Meine Frau hat die Angewohnheit bei laufendem Fernseher im Schlafzimmer einzuschlafen. Die privaten Sender können Werbekrach oder Actionfilmkrach machen, so viel sie wollen. Sevim ist dadurch nicht aus dem Schlaf geschweige denn aus der Ruhe zu bringen. Seit zwei Nächten aber laufen auf ZDF Sendungen zu den Anschlägen in New York am 11. September 2001. Der perfide Propagandaton der Stimme aus dem Off machte in der vergangenen Nacht erst mich wach, dann einige Augenblicke später meine Frau. Sie wollte den Fernseher erst ausschalten, sah mich aber am Bettrand sitzen und dachte, ich sähe fern, drehte sich um und schlief weiter. Ich hatte mich nur aufgesetzt, um etwas zu trinken. Und mir gingen die Worte meines Sohnes von damals durch den Sinn: «Papa, komm schnell! Heute ist dein Glückstag!» Er war vor dem Fernseher und ich in einem anderen Zimmer, während ich zu ihm ging, schossen mir Fragen durch den Kopf, warum denn heute mein Glückstag sein könnte: hatte ich irgend etwas Lotterieähnliches gespielt? Oder ein Manuskript an eine Redaktion geschickt? An einem Preisausschreiben teilgenommen? Nichts dergleichen. Vor dem Fernseher war ich geschockt: Ein Passagierflugzeug war in ein New Yorker Hochhaus geflogen, das nun in Flammen stand. Während ich noch sprachlos in den Fernseher sah, flog ein zweites Flugzeug in ein Hochhaus. Erst dachte ich für den Bruchteil einer Sekunde an eine filmische Wiederholung. Was ich sah, sprach aber gegen diese Annahme; es musste ein zweites Flugzeug sein. Ein Unfall gleich zweimal? Langsam erst wurde mir bewusst, dass es sich um einen Anschlag handelte. Dann erst nach einigen Minuten konnte ich an das anknüpfen, womit mich mein Sohn vor den Fernseher gerufen hatte: «Glückstag?! Sag mal: Bist du bescheuert?! Da sterben Menschen, und das soll mir Glück bringen? Bin ich ein Bestattungsunternehmer oder was?» Was für einen Eindruck musste ich bei meinem Sohn hinterlassen haben mit meinen politischen Bemerkungen, Lästereien und Wutausbrüchen? Diesen galt es schnellstens zu korrigieren.

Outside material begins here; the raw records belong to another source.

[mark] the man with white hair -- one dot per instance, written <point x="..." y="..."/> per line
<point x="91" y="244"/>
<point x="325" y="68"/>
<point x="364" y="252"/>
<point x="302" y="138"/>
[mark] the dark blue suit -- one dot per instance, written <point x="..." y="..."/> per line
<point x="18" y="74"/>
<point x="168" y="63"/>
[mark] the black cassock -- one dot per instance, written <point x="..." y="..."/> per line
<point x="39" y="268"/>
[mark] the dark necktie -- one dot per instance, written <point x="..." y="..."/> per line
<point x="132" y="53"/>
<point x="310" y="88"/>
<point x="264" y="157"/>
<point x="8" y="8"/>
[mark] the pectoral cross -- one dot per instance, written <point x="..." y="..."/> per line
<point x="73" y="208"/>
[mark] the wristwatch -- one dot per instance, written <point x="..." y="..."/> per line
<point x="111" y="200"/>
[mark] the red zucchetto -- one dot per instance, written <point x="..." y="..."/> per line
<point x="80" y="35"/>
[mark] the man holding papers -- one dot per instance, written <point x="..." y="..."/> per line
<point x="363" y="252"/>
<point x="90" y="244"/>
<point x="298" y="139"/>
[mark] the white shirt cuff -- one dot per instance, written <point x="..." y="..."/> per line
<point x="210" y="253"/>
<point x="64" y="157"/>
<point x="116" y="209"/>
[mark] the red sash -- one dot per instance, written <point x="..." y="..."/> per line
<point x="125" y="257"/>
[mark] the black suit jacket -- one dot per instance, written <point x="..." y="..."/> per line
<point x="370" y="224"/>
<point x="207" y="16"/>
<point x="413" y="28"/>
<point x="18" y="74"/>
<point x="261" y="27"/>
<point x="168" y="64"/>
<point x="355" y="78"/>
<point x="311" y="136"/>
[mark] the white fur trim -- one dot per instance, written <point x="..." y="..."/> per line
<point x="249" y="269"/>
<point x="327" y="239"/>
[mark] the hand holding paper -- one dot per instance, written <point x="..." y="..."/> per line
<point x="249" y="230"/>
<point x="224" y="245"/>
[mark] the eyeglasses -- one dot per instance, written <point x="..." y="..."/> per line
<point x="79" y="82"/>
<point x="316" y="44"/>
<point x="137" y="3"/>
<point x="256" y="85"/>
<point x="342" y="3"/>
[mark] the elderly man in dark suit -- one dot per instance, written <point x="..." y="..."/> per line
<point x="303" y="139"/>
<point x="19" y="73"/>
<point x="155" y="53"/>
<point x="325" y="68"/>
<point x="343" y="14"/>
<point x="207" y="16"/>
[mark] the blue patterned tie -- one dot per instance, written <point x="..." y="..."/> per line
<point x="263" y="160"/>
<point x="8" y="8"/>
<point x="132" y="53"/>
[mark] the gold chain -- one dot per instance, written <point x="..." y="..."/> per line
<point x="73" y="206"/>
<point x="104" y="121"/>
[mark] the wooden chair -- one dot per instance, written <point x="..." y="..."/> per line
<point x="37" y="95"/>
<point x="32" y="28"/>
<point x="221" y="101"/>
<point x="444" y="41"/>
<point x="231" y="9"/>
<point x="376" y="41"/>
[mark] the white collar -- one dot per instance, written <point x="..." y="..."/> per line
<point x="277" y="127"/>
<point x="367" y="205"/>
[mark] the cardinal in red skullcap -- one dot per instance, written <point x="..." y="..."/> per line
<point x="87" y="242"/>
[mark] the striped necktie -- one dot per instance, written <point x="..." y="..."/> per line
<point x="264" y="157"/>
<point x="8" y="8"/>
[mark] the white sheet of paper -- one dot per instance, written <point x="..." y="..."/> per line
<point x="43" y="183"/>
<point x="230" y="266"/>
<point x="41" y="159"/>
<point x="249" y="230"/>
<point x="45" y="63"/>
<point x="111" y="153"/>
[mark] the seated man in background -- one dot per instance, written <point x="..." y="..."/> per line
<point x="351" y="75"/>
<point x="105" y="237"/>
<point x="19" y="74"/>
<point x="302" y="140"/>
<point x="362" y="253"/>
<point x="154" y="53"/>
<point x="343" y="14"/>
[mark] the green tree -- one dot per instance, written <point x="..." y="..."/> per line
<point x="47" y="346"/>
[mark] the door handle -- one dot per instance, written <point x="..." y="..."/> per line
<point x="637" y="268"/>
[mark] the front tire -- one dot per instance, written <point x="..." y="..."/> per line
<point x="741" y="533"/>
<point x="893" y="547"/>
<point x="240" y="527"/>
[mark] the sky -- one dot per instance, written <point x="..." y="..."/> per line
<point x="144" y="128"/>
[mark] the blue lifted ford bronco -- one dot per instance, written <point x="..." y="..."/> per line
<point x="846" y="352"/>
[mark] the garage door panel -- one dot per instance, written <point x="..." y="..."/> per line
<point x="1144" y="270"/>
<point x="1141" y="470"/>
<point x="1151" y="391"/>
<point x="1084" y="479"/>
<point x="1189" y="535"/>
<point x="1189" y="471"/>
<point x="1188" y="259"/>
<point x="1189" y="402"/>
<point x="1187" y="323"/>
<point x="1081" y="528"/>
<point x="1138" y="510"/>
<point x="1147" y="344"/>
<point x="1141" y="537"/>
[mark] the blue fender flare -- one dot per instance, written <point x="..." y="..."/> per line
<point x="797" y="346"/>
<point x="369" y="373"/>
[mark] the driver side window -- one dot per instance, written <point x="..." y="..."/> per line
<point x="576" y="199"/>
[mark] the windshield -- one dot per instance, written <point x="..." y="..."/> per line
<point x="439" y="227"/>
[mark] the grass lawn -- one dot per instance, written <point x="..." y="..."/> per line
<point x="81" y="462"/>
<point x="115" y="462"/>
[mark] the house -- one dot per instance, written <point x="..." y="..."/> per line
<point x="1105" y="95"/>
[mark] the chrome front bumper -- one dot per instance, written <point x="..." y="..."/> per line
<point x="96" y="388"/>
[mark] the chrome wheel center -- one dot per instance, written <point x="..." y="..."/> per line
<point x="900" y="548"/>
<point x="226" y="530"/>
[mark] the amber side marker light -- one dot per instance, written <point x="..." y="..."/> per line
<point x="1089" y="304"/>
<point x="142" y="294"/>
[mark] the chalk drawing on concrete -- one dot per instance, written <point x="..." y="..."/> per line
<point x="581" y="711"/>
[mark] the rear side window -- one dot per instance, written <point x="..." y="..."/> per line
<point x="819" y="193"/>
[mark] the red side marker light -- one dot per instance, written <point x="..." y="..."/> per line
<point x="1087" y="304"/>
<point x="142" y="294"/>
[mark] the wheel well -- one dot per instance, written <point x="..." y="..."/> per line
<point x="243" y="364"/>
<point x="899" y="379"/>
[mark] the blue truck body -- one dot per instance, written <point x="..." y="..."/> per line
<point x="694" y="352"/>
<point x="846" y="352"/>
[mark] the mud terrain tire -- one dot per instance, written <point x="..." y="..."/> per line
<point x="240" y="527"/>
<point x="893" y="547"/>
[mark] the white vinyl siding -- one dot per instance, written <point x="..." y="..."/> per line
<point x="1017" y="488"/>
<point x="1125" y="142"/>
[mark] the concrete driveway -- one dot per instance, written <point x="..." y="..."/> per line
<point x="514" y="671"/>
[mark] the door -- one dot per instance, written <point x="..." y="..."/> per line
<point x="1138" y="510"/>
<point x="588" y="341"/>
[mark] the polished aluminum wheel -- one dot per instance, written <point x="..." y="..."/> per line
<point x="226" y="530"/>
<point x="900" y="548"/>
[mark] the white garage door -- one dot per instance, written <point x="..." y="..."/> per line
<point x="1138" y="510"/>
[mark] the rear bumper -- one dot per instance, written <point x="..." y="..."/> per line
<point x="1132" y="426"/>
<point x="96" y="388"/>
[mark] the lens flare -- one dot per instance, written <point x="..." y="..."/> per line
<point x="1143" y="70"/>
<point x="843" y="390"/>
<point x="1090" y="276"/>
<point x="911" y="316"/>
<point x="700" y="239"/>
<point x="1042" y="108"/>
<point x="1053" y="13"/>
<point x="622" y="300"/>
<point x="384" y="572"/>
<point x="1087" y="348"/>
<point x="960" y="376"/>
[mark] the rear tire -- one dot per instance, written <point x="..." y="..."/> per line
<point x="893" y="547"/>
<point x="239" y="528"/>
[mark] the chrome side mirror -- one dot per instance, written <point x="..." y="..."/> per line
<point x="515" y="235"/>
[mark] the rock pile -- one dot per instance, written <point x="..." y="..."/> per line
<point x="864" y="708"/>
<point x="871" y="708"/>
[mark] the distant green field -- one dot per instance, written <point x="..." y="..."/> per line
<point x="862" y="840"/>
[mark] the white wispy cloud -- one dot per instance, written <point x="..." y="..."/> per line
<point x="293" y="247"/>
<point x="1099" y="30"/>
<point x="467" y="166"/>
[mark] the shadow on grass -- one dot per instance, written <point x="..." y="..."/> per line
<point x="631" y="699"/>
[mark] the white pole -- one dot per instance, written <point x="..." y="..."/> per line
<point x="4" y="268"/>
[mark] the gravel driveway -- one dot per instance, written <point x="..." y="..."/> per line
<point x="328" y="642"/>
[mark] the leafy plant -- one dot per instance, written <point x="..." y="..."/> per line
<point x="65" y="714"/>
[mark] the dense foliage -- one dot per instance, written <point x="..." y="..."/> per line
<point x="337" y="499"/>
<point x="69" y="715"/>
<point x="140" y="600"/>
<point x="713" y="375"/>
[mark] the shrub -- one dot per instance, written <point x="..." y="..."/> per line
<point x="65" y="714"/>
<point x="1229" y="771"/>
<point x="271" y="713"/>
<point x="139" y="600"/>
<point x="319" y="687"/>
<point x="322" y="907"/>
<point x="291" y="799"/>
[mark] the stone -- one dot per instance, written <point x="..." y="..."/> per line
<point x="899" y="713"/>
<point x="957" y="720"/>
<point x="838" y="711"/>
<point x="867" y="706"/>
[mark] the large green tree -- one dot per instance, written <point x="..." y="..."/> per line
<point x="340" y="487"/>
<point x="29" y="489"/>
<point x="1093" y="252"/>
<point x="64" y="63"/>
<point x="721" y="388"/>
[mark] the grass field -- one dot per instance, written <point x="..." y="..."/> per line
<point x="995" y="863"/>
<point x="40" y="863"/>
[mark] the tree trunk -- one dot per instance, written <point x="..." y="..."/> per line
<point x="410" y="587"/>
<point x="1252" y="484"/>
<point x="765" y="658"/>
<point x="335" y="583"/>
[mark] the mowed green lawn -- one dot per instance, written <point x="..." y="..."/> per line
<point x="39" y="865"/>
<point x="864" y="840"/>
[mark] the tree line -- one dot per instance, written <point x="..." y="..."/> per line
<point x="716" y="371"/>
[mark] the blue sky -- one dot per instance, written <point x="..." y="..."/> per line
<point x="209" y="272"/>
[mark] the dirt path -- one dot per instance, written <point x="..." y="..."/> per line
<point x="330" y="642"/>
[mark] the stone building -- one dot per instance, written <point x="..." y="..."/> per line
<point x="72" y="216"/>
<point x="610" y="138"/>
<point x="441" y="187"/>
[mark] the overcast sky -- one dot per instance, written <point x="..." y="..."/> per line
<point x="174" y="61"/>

«Ich dachte, du bist gegen Amerika!» rechtfertigte sich der 16-Jährige. «Wie kommst du darauf? Ich bin gegen den US-Imperialismus, die Ausbeutung der ganzen Welt durch die Industriestaaten, allen voran die USA, ich bin gegen Bananenrepubliken und US-Militär- oder diplomatische Interventionen!»
«Ja, und? Es erwischt das World Trade Center! Passt das nicht?» fragte er.
«Nein, es passt nicht! Da sterben Menschen. Das Ding wird nicht abgerissen, weil es ausgedient hat und niemand mehr dieses Geschäftshaus haben will. Es kann nichts Gutes und Schönes auf dem Tod von Menschen gedeihen!» Über Gewalt, Revolutionen, politische Gewaltausübung brauchte ich schon gar nicht sprechen. Es hätte in eine Predigt ausarten können.

Das propagandistische Ausschlachten des Themas und die Folgekriege, die die USA als «Rückschlag», «Vergeltung", «Strafmaßnahme» oder was auch immer geführt haben, haben in mir jedes Verständnis für die mediale Inszenierung des Mitleids im Fernsehen ersterben lassen. Wenn wir der Toten gedenken, dann aller Toten, aller Opfer von Gewalt. Was der Westen Demokratie nennt, ist eine Realität ohne jegliche moralische Legitimation. Ich schaltete den Fernseher aus.

Der Herbst ist da. Er war noch nie weg!